(CNS photo/Universal)Michael Fassbender stars in a scene from the movie "The Snowman." The Catholic News Service classification is O -- morally offensive. The Motion Picture Association of America rating is R -- restricted. Under 17 requires accompanying parent or adult guardian.

Director Tomas Alfredson’s adaptation of Jo Nesbo’s best-selling crime novel occasionally dabbles in penny-dreadful sensationalism, then returns to plodding wearily across the frozen landscape of its unconvincing mystery story.
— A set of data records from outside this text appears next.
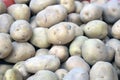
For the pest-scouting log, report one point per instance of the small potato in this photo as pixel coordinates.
(39, 38)
(20, 52)
(21, 31)
(103, 71)
(96, 29)
(90, 12)
(60, 51)
(5, 22)
(19, 11)
(51, 15)
(76, 45)
(43, 62)
(61, 73)
(5, 45)
(76, 61)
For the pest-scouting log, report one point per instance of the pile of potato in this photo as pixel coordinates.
(60, 40)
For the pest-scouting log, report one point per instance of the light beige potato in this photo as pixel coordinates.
(21, 31)
(61, 33)
(74, 62)
(76, 45)
(69, 5)
(61, 73)
(44, 75)
(5, 45)
(5, 22)
(103, 71)
(12, 74)
(96, 29)
(19, 11)
(60, 51)
(39, 38)
(90, 12)
(20, 52)
(38, 5)
(43, 62)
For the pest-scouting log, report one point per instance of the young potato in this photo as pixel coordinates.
(103, 71)
(60, 51)
(19, 11)
(76, 45)
(5, 22)
(90, 12)
(21, 31)
(45, 17)
(68, 4)
(20, 52)
(38, 5)
(61, 73)
(61, 33)
(5, 45)
(96, 29)
(43, 62)
(39, 38)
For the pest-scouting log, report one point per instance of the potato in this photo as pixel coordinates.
(90, 12)
(45, 17)
(96, 29)
(103, 71)
(94, 50)
(44, 75)
(21, 31)
(5, 22)
(19, 11)
(43, 62)
(20, 52)
(39, 38)
(76, 61)
(61, 73)
(3, 7)
(5, 45)
(60, 51)
(12, 74)
(39, 5)
(76, 45)
(61, 33)
(77, 74)
(68, 4)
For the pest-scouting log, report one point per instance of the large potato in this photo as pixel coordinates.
(19, 11)
(43, 62)
(20, 52)
(5, 45)
(103, 71)
(39, 38)
(51, 16)
(21, 31)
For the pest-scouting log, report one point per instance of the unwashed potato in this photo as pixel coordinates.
(19, 11)
(43, 62)
(60, 51)
(12, 74)
(103, 71)
(96, 29)
(90, 12)
(5, 22)
(20, 52)
(21, 31)
(51, 16)
(76, 45)
(38, 5)
(5, 45)
(77, 74)
(44, 75)
(39, 38)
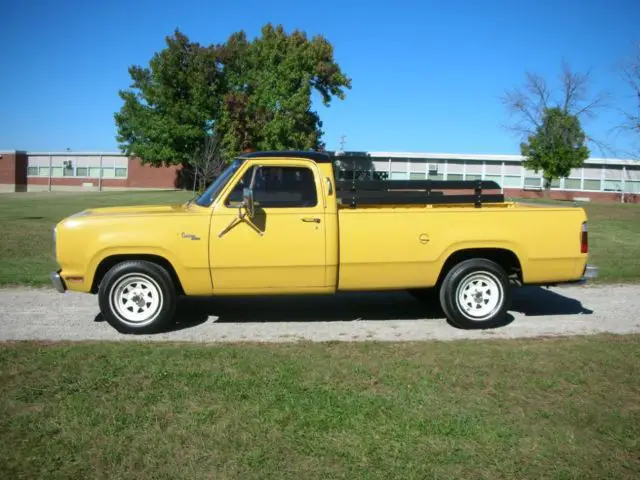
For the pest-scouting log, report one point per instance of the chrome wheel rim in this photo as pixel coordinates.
(479, 296)
(136, 299)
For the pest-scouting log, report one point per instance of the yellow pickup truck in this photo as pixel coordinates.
(280, 223)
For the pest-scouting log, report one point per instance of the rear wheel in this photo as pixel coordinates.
(476, 294)
(137, 297)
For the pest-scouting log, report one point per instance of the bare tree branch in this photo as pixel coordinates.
(528, 104)
(208, 161)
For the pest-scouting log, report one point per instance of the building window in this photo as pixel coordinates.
(572, 183)
(592, 185)
(511, 181)
(613, 185)
(632, 187)
(399, 176)
(532, 182)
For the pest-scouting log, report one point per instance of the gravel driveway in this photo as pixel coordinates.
(42, 314)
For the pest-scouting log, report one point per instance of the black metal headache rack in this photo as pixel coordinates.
(415, 192)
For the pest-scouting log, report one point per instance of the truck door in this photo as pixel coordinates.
(284, 249)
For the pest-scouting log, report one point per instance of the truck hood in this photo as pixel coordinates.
(135, 210)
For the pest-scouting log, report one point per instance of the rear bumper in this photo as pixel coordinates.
(58, 282)
(590, 273)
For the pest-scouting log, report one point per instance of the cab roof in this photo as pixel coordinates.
(317, 157)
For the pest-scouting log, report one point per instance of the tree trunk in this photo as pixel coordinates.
(547, 188)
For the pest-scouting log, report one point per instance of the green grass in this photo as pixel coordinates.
(27, 220)
(562, 408)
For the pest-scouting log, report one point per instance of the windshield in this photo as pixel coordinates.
(209, 195)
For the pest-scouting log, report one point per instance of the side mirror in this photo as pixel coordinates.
(247, 201)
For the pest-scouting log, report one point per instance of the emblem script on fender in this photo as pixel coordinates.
(190, 236)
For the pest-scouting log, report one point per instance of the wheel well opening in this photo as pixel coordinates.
(112, 261)
(505, 258)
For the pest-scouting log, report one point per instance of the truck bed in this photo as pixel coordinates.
(400, 246)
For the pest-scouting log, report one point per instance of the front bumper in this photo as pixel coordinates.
(58, 282)
(590, 272)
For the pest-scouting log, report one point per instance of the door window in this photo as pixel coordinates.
(277, 187)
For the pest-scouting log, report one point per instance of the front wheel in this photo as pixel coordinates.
(137, 297)
(476, 294)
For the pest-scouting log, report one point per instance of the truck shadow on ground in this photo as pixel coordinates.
(345, 307)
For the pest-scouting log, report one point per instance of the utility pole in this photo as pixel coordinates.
(343, 141)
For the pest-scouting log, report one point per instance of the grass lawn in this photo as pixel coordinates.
(561, 408)
(27, 220)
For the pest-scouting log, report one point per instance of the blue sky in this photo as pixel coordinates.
(427, 75)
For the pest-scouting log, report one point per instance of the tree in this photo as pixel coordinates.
(557, 146)
(530, 103)
(207, 162)
(550, 123)
(631, 117)
(247, 93)
(171, 104)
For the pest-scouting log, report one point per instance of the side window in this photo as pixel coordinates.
(278, 187)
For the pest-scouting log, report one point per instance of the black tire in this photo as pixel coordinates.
(473, 286)
(132, 288)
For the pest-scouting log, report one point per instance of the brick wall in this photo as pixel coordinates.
(145, 176)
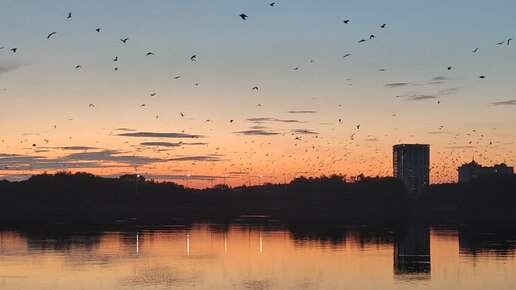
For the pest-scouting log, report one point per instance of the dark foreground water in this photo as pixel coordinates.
(263, 255)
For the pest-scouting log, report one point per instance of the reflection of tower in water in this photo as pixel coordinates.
(412, 250)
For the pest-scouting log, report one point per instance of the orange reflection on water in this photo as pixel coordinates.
(207, 257)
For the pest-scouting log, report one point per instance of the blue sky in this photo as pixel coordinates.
(45, 98)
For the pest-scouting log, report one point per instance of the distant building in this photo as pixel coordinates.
(473, 170)
(411, 164)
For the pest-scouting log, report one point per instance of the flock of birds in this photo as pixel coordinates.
(308, 152)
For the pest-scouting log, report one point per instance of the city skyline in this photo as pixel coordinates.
(196, 94)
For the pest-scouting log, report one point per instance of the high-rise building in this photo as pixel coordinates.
(411, 164)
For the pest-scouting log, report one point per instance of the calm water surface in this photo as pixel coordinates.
(210, 256)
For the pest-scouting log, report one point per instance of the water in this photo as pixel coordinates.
(245, 256)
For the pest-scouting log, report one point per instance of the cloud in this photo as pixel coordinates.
(304, 131)
(505, 103)
(301, 112)
(111, 156)
(420, 97)
(78, 148)
(161, 144)
(256, 133)
(7, 67)
(448, 91)
(125, 129)
(97, 159)
(170, 144)
(211, 158)
(258, 127)
(160, 135)
(397, 85)
(459, 147)
(265, 119)
(438, 80)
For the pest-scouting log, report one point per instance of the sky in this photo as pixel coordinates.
(289, 91)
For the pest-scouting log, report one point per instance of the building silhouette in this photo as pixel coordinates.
(411, 163)
(473, 170)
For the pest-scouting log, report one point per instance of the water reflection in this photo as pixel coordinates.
(259, 256)
(412, 250)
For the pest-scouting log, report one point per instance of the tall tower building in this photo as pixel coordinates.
(411, 164)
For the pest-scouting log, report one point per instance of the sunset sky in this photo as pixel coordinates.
(314, 109)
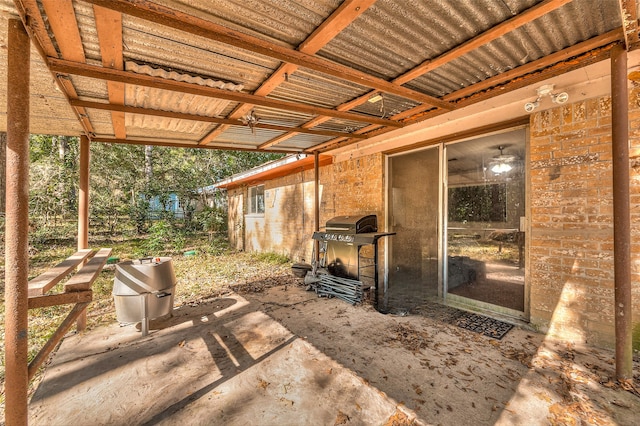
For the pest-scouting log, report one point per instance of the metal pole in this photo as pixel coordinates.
(83, 212)
(17, 225)
(621, 212)
(316, 206)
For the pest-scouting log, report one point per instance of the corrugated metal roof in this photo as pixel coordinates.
(384, 41)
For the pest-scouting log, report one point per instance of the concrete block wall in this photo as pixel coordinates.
(571, 205)
(346, 188)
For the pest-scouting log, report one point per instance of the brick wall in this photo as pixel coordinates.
(349, 187)
(571, 240)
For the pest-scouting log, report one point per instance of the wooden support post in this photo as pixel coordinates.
(83, 211)
(621, 212)
(17, 224)
(83, 199)
(316, 205)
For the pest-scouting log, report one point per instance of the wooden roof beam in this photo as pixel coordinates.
(629, 16)
(202, 118)
(190, 145)
(37, 29)
(344, 15)
(576, 56)
(107, 74)
(109, 28)
(153, 12)
(488, 36)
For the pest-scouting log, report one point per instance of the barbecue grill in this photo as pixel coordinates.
(143, 289)
(341, 244)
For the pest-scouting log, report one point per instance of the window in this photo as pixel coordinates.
(256, 199)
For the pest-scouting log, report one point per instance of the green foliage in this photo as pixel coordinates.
(53, 185)
(272, 258)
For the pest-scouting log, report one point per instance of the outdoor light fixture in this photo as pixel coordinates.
(546, 90)
(501, 163)
(375, 98)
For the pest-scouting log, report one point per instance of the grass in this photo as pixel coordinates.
(214, 270)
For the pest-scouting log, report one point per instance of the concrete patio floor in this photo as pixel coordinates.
(286, 357)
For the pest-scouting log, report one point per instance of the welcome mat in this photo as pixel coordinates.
(484, 325)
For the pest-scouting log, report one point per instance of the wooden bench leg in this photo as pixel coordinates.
(55, 339)
(81, 322)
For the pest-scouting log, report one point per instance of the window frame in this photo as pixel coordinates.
(256, 200)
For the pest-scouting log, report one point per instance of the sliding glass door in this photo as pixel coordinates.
(414, 182)
(485, 209)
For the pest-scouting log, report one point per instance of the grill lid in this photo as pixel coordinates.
(353, 224)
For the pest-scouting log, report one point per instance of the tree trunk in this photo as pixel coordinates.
(3, 163)
(148, 163)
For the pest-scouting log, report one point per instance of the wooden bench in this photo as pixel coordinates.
(77, 290)
(45, 282)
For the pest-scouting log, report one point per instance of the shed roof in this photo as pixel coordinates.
(291, 76)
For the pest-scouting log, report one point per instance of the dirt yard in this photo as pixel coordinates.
(353, 365)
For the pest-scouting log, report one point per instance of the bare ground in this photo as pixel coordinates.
(437, 373)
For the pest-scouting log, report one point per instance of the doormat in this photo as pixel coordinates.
(484, 325)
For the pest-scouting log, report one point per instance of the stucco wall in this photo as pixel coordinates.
(236, 218)
(571, 241)
(346, 188)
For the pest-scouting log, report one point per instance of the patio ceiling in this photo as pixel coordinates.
(291, 76)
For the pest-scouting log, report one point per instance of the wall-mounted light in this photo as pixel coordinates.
(502, 163)
(546, 90)
(375, 98)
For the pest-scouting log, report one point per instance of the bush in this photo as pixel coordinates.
(163, 237)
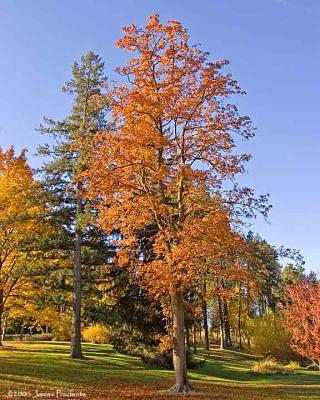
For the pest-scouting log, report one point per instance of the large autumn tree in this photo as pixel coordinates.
(302, 318)
(165, 162)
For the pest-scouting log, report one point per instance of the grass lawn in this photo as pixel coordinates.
(106, 374)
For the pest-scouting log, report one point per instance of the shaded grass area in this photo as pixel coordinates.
(106, 374)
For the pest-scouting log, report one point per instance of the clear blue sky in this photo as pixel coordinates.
(274, 49)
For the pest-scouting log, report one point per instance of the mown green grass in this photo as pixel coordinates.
(225, 374)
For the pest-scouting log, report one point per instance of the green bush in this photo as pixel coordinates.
(268, 338)
(270, 366)
(96, 333)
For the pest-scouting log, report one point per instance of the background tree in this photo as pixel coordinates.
(21, 224)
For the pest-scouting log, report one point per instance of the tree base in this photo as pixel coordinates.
(77, 356)
(181, 388)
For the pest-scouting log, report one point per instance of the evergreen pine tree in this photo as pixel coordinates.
(68, 155)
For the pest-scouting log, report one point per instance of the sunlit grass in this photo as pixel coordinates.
(47, 364)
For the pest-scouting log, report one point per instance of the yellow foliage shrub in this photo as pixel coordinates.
(269, 339)
(96, 333)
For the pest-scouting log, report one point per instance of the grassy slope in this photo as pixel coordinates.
(106, 374)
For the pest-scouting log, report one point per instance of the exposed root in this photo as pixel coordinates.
(181, 388)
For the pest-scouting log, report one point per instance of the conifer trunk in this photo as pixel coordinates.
(76, 351)
(1, 312)
(179, 351)
(205, 319)
(221, 320)
(195, 350)
(228, 340)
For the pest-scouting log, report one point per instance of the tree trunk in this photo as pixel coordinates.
(76, 351)
(188, 337)
(179, 351)
(205, 325)
(227, 325)
(1, 312)
(21, 332)
(221, 320)
(195, 338)
(239, 321)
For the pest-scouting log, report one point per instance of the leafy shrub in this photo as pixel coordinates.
(313, 367)
(42, 337)
(96, 333)
(270, 366)
(268, 338)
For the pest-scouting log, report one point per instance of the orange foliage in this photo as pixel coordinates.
(172, 146)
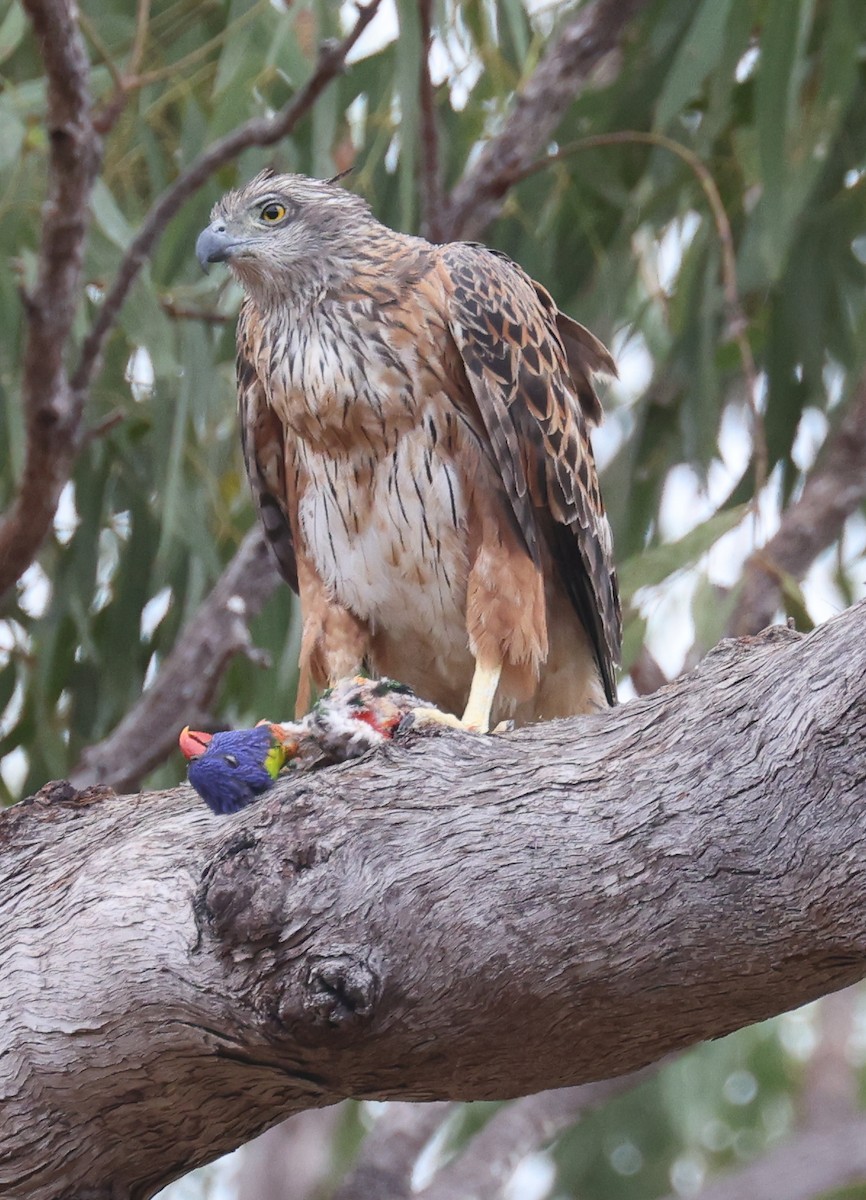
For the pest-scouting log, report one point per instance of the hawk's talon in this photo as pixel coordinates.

Set primarily in Oslo, Norway, the film tracks the efforts of a gifted but alcoholism-plagued police detective (Michael Fassbender) to catch a serial killer who builds a snowman at each murder site. The officer’s search is complicated by the fact that his new partner (Rebecca Ferguson) seems to have a hidden agenda of her own and by his tangled relationships with his ex-girlfriend (Charlotte Gainsbourg), her son (Michael Yates) and her new live-in love interest (Jonas Karlsson).

Needlessly shocking visuals punctuate the stilted proceedings while the killer’s motivation springs from the sordid personal lives of his victims as well as his traumatic childhood.

There is excessive gory violence and gruesome images, a suicide, strong sexual content, including aberrant behavior, an adulterous bedroom scene and brief upper female nudity, abortion, domestic abuse and cohabitation themes, a few uses of profanity and rough language, several crude terms.

The Catholic News Service classification is O — morally offensive. The Motion Picture Association of America rating is R — restricted. Under 17 requires accompanying parent or adult guardian.